A few of my design considerations:
Accountants aren’t necessarily technical and are usually pretty conservative. Therefore look and work like paper as much as possible. In a sense this lets the application fake like it’s WYSIWYG too.
Take all of paper’s good bits (in this case mostly familiarity) and add the part computers are good at: changing text high-lighting to show the user what they’re working with, and doing the adding and text arranging for them.
Accountants also know about the tab key. Let the user tab between data entry fields (allow acceleration for power users).
Big buttons are easy to click on. Big text fields are easier to enter data into. This is more than convenience: It makes the application faster and easier to use (actions are clear and don’t require as much pointer deceleration).
Still, I would have liked it all to fit cleanly on a 1024×768 page. Maybe in the re-design.

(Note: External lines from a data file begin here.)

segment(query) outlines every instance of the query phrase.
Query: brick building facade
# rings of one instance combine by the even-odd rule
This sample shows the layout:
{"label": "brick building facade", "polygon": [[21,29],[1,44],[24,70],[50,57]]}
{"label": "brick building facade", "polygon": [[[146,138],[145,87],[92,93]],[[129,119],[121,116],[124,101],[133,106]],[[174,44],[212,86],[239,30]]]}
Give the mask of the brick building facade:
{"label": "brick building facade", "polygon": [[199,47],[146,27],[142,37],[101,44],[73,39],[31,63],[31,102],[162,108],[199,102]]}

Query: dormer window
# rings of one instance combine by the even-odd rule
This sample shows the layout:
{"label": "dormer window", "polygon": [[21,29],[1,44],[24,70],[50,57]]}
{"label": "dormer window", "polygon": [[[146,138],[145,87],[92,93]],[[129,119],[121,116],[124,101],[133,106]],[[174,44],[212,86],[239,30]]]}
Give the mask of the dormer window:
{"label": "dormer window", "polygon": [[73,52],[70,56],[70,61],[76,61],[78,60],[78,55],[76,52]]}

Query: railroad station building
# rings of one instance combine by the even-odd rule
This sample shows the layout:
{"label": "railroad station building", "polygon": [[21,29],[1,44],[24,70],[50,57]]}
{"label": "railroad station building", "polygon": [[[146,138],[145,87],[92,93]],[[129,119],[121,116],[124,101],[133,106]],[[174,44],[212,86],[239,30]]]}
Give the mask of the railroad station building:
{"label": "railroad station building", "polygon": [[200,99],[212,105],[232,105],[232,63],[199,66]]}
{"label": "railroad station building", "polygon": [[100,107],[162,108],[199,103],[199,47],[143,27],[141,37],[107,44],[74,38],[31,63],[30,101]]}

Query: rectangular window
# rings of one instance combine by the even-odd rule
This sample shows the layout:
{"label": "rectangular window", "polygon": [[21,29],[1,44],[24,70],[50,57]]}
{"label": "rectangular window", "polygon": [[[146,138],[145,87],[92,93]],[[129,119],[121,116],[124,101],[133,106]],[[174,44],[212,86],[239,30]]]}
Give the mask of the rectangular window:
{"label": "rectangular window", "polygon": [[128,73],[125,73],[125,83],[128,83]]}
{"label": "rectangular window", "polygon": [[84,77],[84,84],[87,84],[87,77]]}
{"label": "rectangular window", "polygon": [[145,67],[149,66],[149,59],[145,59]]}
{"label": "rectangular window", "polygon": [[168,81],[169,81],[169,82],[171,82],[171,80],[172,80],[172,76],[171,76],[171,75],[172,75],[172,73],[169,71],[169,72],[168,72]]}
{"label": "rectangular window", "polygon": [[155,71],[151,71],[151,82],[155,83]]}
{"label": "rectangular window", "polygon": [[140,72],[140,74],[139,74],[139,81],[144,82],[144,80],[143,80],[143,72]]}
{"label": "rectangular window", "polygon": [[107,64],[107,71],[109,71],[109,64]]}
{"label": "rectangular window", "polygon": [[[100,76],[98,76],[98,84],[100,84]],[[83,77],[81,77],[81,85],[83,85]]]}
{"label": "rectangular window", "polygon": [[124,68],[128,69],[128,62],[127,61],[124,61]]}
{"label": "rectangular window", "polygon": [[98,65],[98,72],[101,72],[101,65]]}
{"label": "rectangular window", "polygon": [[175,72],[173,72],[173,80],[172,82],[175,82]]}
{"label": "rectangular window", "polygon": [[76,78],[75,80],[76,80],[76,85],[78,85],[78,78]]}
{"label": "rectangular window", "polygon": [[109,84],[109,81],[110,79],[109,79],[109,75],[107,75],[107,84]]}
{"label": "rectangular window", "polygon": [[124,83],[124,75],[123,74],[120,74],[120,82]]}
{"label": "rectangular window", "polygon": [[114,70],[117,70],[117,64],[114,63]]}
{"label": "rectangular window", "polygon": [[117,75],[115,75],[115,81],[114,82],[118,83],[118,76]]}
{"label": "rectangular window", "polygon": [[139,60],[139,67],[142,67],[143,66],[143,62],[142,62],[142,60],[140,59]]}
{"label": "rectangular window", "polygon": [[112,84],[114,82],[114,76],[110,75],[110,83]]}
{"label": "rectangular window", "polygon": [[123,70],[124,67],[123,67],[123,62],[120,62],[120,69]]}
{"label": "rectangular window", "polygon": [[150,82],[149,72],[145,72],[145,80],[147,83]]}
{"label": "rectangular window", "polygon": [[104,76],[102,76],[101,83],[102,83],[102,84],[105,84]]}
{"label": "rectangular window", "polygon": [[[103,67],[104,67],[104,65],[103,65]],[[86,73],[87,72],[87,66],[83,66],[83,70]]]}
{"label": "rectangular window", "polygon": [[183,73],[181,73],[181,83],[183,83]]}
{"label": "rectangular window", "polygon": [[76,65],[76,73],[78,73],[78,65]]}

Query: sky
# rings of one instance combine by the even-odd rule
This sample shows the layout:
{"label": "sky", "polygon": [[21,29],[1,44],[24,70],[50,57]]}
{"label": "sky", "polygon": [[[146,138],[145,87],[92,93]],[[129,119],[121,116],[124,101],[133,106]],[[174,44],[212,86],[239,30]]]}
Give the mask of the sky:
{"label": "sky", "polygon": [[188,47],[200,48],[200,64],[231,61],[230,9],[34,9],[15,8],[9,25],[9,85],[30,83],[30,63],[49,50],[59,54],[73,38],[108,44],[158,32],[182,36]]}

Keeping the graphics simple made the application look easy to use, I think. The only text on the screen (aside from text in the images) is the default helper text in the business number field which goes away if the user ignores it.
I also kept the business logic simple. If you enter your net revenue as “three plump oranges”, that’s what goes in line 101. Data validation isn’t necessary in the face of multiple cheap retries.
Like most computer people I have no training in accessibility. Mostly I just added “alt” text.
I tried for maximum compatibility. As always, IE is proving to be a special case…
Anyway, if you have any suggestions let me know. It’s in Google-stylee public beta at the moment. Oh, and: The name? That’s me picking something that’d appeal to accountants
Jared
Comments:
Jack
@Help text:
Good one.
@Separators:
I’m going to try a version of the fields without them. Yes, they’re unhonored — and will be in the form too when it’s cleaned up (I always used to write in the space over the separators at the firm).
@Date fields:
I did think about calendar fields, but the “multiple cheap retries” idea makes those unnecessary too.
The “from” and “to” dates are quarterly, unless it’s a partial-period return. The due date is also statutory, but you can finesse that too. There’s a lot of “validation” possible there that would just get in the way.
Calendar pickers aren’t really useful for picking quarterly dates — you’d have to start each use with paging to the correct month, a huge time-sink. That alone is enough to nix them for me.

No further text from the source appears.